If you have your eyes open, one of the first curious things you notice about the “FIRE” community (Financial Independence, Retire Early) is their fixation on real estate. For example, Mr. Money Moustache “retired” from his job as an engineer in order to become a residential property manager, writing that “many of us consider property ownership to be a key part of our early retirement strategy.” One of the very first real life conversations I had with a FIRE enthusiast very quickly turned to his plans to buy up residential real estate in Memphis. And of course the Saverocity Forum has extensive threads on the promise and peril of real estate management.
Residential real estate is a fairly curious asset class. It’s a depreciating asset (the structure) resting on top of a commodity (the land). Meanwhile, converting the asset into a revenue stream requires active management. It doesn’t have to be actively managed by the owner, of course: there are residential real estate management firms that will handle tenant screening, maintenance, and so on for a fee. But whether it’s managed by an amateur or a professional, the size and steadiness of the revenue stream ultimately depends on the competence of the management in addition to the quality of the structure and desirability of the land.
Based on everything I’ve seen and heard, here are four things that I think make residential real estate appealing as an investment to people in the finance hacking and FIRE community.
Ease of leverage
If you simply want to invest in real estate as an asset class, Vanguard offers mutual funds that give you exposure to domestic (VGSLX) and ex-US (VGRLX) real estate investment trusts. The Admiral shares have expense ratios of 0.12% and 0.15% and have non-SEC yields of 3.92% and 4.73%, respectively (I had to manually calculate the yield on the ex-US fund so it’s as non-SEC as it gets).
I recently listened to a podcast episode with someone who decided to coin the term “house hacking” to describe buying multi-unit properties, living in one unit and renting out the rest of the units to cover his mortgage payments. One of his key concepts is “the 1% rule,” whereby you should aim to buy properties where the monthly rent is 1% of the property’s purchase price. If you bought a property outright according to this rule, you’d earn 12% annually, minus taxes, maintenance and vacancies.

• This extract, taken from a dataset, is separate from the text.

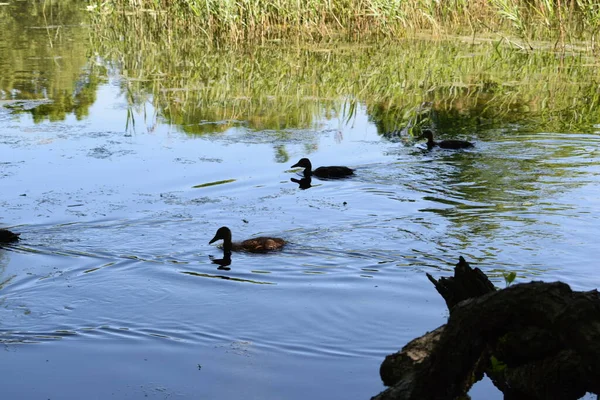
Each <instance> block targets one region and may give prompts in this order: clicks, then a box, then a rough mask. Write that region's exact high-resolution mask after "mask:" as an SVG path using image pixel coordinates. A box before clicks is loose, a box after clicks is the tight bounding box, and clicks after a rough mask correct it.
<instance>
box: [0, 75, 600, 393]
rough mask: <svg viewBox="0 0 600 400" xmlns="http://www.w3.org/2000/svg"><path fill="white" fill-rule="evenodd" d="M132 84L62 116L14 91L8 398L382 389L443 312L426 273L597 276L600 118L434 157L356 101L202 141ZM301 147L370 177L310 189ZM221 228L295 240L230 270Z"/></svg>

But if you buy the property with a 20% down payment, your return on equity is suddenly five times that (minus the interest on the 80% of the purchase price you borrow).
The key advantage of doing so is not the leverage itself: you can buy stocks and bonds on margin if you’re so inclined. The key advantage is that the underlying asset is never marked to market! Even if you found a broker willing to let you buy VNQ or VNQI (the ETF equivalents of the mutual funds mentioned above) with 20% equity, even a modest decline in real estate prices or change in interest rates would wipe out your equity and trigger a margin call. In the residential real estate market, you can take advantage of rising real estate prices through cash-out refinancing, but even if housing prices decline you’ll never lose your shirt as long as you keep making your mortgage payments (which are currently being offered on very generous terms).
Value of specialized knowledge
The stock market is a brutal place to try to apply specialized knowledge. You can know everything there is to know about solar panels, electric storage technology, and self-driving cars, and it still shouldn’t give you the slightest hope of guessing whether Tesla’s stock will go up or go down, or whether it will do so tomorrow, next month, or in a decade.
The residential real estate market, on the other hand, is the kind of place where a person feels they should be able to fairly easily apply their knowledge, experience, and intuition. Everyone knows the neighborhoods in town which are becoming more popular and those which are becoming less popular. Everyone knows where students and young families like to live, and where drug dealers and vagrants gather. You can flip open the local newspaper and see where hip new bakeries are opening and where storied local institutions are closing because of lack of foot traffic.
All this means that a person feels like they should be able to pick the “right” properties to invest in even if they’re fully aware they’re incapable of picking the “right” stocks to invest in and sensibly choose a low-cost indexed portfolio instead.
No matter how pure your intentions, nobody stays a residential real estate investor for long before they also become an amateur CPA. If you’ll allow me to quote at length from the Saverocity Forum:
“Now seeing that we have a positive cash flow on the year most people might think that we’re due to owe uncle same based on this cash flow. What most people don’t realize is that when you own rental real estate, you are required to depreciate the cost of the property and apply that towards your income/expenses on your Schedule E(real estate profit/loss tax form). Without getting too complicated this means that a portion of the property value(not including the land it sits on) gets to count as an expense over the next 27.5 years of your ownership. So while you get the benefit of claiming an additional expense(albeit an invisible one) on your profit/loss sheet, this does effect the basis value of the property for when its time to sell. For now, based on the property value I get to claim $3000 of depreciation for the year. If I count this against the 1080/year in cash flow, I have a $1920 tax loss on the year. The nice thing about losses from your Schedule E is that they can be counted against your primary income(as long as your income is below 150K, between 100K-150K the amount of losses you can claim against income is phased out and above 150K you can only carryover those losses to use against future capital gains from sale of property). In this case, assuming I am able to claim the loss against my income, that $1920 loss could equate to about a $500 in tax savings(assuming a 25-30%ish tax bracket)”
Obviously I don’t have anything against CPA’s, amateur or professional, but it’s hard to argue that becoming an amateur CPA looks anything like “retirement.” To me, it looks like spending a lot of time poring over the tax code making sure all your T’s are dotted and all your I’s are crossed.
Nonetheless, being able to deduct depreciation against earned income gives middle- and upper-class taxpayers a big incentive to actively invest in real estate, essentially supplementing their rental income with subsidies in the tax code.
The triumph of the material?
Together, I think the three features above explain 85% of the appeal of investing in residential real estate for finance hackers and FIRE enthusiasts, and if you asked 85% of them they would say that those features explain 100% of the appeal.
But I think it’s worth mentioning, at least, that there’s something potentially uncomfortable about “just” owning a slice of the S&P 500, or the total US stock market, or the total world stock market. In fact, it might not feel like you own anything at all when the only thing you can see are digits bouncing up and down on your quarterly brokerage statements.
Owning real estate isn’t like that. If you manage your own properties, you can drive by and see them every day. You have deeds that are recorded in government offices that meticulously spell out the boundaries of your property. You can mow the lawn, lay down new pavement, replace the appliances. The properties, in other words, exist in your own material world, and I think some people find comfort in that above and beyond their tax-advantaged, highly-leveraged, compounding-revenue-stream-generating residential real estate business model.